Celebramos a todos los santos que un día emprendieron la aventura del Reino con un sí que mantuvieron en fidelidad en el espíritu de las bienaventuranzas
Apocalipsis 7, 2-4. 9-14; Sal 23; 1Juan 3, 1-3; Mateo 5, 1-12a
"La aventura de la santidad
comienza con un «sí» a Dios". Cuando estaba queriendo preparar esta reflexión
para la fiesta de Todos los Santos que
hoy celebramos, cayó en mis manos
este pensamiento de san Juan Pablo II. Todo comienza con un “sí” a Dios. Una
aventura, decía san Juan Pablo II. Un camino que hemos de emprender todos,
porque todos estamos llamados a la santidad.
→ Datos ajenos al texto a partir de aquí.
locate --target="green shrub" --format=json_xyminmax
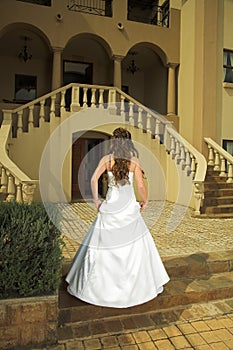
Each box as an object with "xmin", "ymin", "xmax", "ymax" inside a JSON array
[{"xmin": 0, "ymin": 202, "xmax": 63, "ymax": 298}]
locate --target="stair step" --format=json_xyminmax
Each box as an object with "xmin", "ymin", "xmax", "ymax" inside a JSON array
[
  {"xmin": 205, "ymin": 181, "xmax": 233, "ymax": 190},
  {"xmin": 58, "ymin": 250, "xmax": 233, "ymax": 341},
  {"xmin": 205, "ymin": 196, "xmax": 233, "ymax": 207},
  {"xmin": 195, "ymin": 213, "xmax": 233, "ymax": 219},
  {"xmin": 203, "ymin": 204, "xmax": 233, "ymax": 214},
  {"xmin": 59, "ymin": 272, "xmax": 233, "ymax": 339},
  {"xmin": 60, "ymin": 250, "xmax": 233, "ymax": 280},
  {"xmin": 204, "ymin": 187, "xmax": 233, "ymax": 197}
]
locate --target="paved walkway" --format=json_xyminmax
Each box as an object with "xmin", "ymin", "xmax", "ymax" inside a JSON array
[{"xmin": 34, "ymin": 201, "xmax": 233, "ymax": 350}]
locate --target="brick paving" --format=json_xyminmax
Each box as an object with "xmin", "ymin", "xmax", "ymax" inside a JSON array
[{"xmin": 32, "ymin": 201, "xmax": 233, "ymax": 350}]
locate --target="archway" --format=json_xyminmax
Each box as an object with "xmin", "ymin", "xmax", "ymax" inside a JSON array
[
  {"xmin": 122, "ymin": 43, "xmax": 168, "ymax": 114},
  {"xmin": 0, "ymin": 23, "xmax": 52, "ymax": 105},
  {"xmin": 71, "ymin": 131, "xmax": 110, "ymax": 201}
]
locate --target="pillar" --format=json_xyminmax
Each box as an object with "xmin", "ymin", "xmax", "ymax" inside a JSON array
[
  {"xmin": 51, "ymin": 47, "xmax": 63, "ymax": 91},
  {"xmin": 113, "ymin": 55, "xmax": 124, "ymax": 89},
  {"xmin": 167, "ymin": 63, "xmax": 176, "ymax": 115}
]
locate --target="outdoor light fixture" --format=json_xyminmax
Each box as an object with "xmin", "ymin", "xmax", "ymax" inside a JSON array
[
  {"xmin": 18, "ymin": 36, "xmax": 32, "ymax": 63},
  {"xmin": 127, "ymin": 51, "xmax": 140, "ymax": 74}
]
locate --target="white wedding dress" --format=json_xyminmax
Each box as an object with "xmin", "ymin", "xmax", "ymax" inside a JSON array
[{"xmin": 66, "ymin": 171, "xmax": 169, "ymax": 308}]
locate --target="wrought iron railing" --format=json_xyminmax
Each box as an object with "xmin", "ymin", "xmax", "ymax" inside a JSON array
[
  {"xmin": 127, "ymin": 0, "xmax": 170, "ymax": 27},
  {"xmin": 67, "ymin": 0, "xmax": 112, "ymax": 17},
  {"xmin": 17, "ymin": 0, "xmax": 51, "ymax": 6}
]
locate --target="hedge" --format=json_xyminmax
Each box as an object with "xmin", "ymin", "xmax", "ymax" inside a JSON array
[{"xmin": 0, "ymin": 202, "xmax": 63, "ymax": 298}]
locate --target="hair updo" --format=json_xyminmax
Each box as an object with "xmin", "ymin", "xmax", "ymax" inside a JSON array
[{"xmin": 111, "ymin": 128, "xmax": 138, "ymax": 185}]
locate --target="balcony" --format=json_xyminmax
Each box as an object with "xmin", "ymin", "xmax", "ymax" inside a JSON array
[
  {"xmin": 128, "ymin": 0, "xmax": 170, "ymax": 27},
  {"xmin": 67, "ymin": 0, "xmax": 112, "ymax": 17},
  {"xmin": 17, "ymin": 0, "xmax": 51, "ymax": 6}
]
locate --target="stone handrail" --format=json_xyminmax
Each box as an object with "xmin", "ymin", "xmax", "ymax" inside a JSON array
[
  {"xmin": 0, "ymin": 83, "xmax": 207, "ymax": 209},
  {"xmin": 204, "ymin": 137, "xmax": 233, "ymax": 183},
  {"xmin": 0, "ymin": 115, "xmax": 38, "ymax": 203}
]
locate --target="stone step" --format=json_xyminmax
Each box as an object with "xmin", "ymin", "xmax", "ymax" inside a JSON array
[
  {"xmin": 205, "ymin": 196, "xmax": 233, "ymax": 207},
  {"xmin": 59, "ymin": 250, "xmax": 233, "ymax": 340},
  {"xmin": 203, "ymin": 204, "xmax": 233, "ymax": 214},
  {"xmin": 198, "ymin": 213, "xmax": 233, "ymax": 219},
  {"xmin": 59, "ymin": 272, "xmax": 233, "ymax": 340},
  {"xmin": 204, "ymin": 181, "xmax": 233, "ymax": 190},
  {"xmin": 204, "ymin": 187, "xmax": 233, "ymax": 197}
]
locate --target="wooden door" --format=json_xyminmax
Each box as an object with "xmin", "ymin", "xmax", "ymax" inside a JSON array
[{"xmin": 72, "ymin": 138, "xmax": 103, "ymax": 201}]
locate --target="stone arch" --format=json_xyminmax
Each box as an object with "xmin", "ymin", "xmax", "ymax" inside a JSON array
[
  {"xmin": 0, "ymin": 22, "xmax": 52, "ymax": 104},
  {"xmin": 122, "ymin": 42, "xmax": 168, "ymax": 114},
  {"xmin": 63, "ymin": 33, "xmax": 113, "ymax": 85}
]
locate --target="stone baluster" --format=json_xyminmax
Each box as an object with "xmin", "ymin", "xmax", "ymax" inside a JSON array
[
  {"xmin": 0, "ymin": 167, "xmax": 8, "ymax": 193},
  {"xmin": 108, "ymin": 89, "xmax": 117, "ymax": 114},
  {"xmin": 121, "ymin": 95, "xmax": 125, "ymax": 118},
  {"xmin": 17, "ymin": 110, "xmax": 23, "ymax": 136},
  {"xmin": 91, "ymin": 88, "xmax": 96, "ymax": 108},
  {"xmin": 170, "ymin": 136, "xmax": 175, "ymax": 159},
  {"xmin": 15, "ymin": 179, "xmax": 23, "ymax": 203},
  {"xmin": 185, "ymin": 149, "xmax": 191, "ymax": 175},
  {"xmin": 219, "ymin": 155, "xmax": 227, "ymax": 177},
  {"xmin": 6, "ymin": 171, "xmax": 15, "ymax": 202},
  {"xmin": 49, "ymin": 95, "xmax": 56, "ymax": 121},
  {"xmin": 138, "ymin": 107, "xmax": 143, "ymax": 129},
  {"xmin": 129, "ymin": 101, "xmax": 134, "ymax": 126},
  {"xmin": 194, "ymin": 182, "xmax": 204, "ymax": 215},
  {"xmin": 227, "ymin": 162, "xmax": 233, "ymax": 184},
  {"xmin": 214, "ymin": 151, "xmax": 220, "ymax": 171},
  {"xmin": 22, "ymin": 183, "xmax": 36, "ymax": 204},
  {"xmin": 175, "ymin": 140, "xmax": 180, "ymax": 163},
  {"xmin": 83, "ymin": 88, "xmax": 88, "ymax": 108},
  {"xmin": 208, "ymin": 145, "xmax": 214, "ymax": 165},
  {"xmin": 180, "ymin": 144, "xmax": 185, "ymax": 170},
  {"xmin": 28, "ymin": 105, "xmax": 34, "ymax": 131},
  {"xmin": 60, "ymin": 90, "xmax": 66, "ymax": 117},
  {"xmin": 70, "ymin": 86, "xmax": 80, "ymax": 112},
  {"xmin": 146, "ymin": 113, "xmax": 152, "ymax": 135},
  {"xmin": 190, "ymin": 154, "xmax": 196, "ymax": 179},
  {"xmin": 39, "ymin": 100, "xmax": 45, "ymax": 126},
  {"xmin": 155, "ymin": 119, "xmax": 160, "ymax": 142},
  {"xmin": 99, "ymin": 89, "xmax": 104, "ymax": 108}
]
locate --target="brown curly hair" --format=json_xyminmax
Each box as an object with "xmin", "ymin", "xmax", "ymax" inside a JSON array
[{"xmin": 111, "ymin": 128, "xmax": 138, "ymax": 185}]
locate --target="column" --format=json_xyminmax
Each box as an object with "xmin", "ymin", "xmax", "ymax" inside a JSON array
[
  {"xmin": 167, "ymin": 63, "xmax": 176, "ymax": 115},
  {"xmin": 51, "ymin": 47, "xmax": 63, "ymax": 91},
  {"xmin": 113, "ymin": 55, "xmax": 124, "ymax": 89}
]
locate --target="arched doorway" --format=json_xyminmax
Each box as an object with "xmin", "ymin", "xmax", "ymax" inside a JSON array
[
  {"xmin": 122, "ymin": 43, "xmax": 168, "ymax": 114},
  {"xmin": 71, "ymin": 131, "xmax": 109, "ymax": 201},
  {"xmin": 63, "ymin": 33, "xmax": 112, "ymax": 105},
  {"xmin": 0, "ymin": 23, "xmax": 52, "ymax": 107}
]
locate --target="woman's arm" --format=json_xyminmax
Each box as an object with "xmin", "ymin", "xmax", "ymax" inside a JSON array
[
  {"xmin": 91, "ymin": 156, "xmax": 108, "ymax": 210},
  {"xmin": 134, "ymin": 160, "xmax": 148, "ymax": 210}
]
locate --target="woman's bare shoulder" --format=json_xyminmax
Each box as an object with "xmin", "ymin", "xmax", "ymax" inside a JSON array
[{"xmin": 130, "ymin": 157, "xmax": 140, "ymax": 171}]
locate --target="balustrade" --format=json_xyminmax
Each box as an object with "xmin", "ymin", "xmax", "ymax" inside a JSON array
[
  {"xmin": 0, "ymin": 83, "xmax": 208, "ymax": 213},
  {"xmin": 205, "ymin": 137, "xmax": 233, "ymax": 183}
]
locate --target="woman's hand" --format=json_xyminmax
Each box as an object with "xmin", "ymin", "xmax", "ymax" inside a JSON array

Antes de seguir adelante en
esta reflexión me viene a la mente pensar que toda la aventura de nuestra
salvación en el momento culminante de la plenitud de los tiempos comenzó
también con un “sí”, el sí de María con su disponibilidad total, con la
apertura de su corazón a Dios, con la generosidad de quien entrega totalmente
su vida en las manos de Dios. Y el misterio de la Encarnación se realizó en sus
entrañas y Dios para siempre será Emmanuel porque para siempre será Dios con
nosotros.
Hoy la liturgia de la
Iglesia nos invita a contemplar y a celebrar a Todos los Santos. Hemos
contemplado las descripciones maravillosas y trascendentales que nos ofrece el
libro del Apocalipsis. Cuando celebramos la fiesta de Todos los Santos,
pensamos en quienes están para siempre en la presencia de Dios en el cielo
cantando su gloria, viviendo en plenitud la santidad de Dios.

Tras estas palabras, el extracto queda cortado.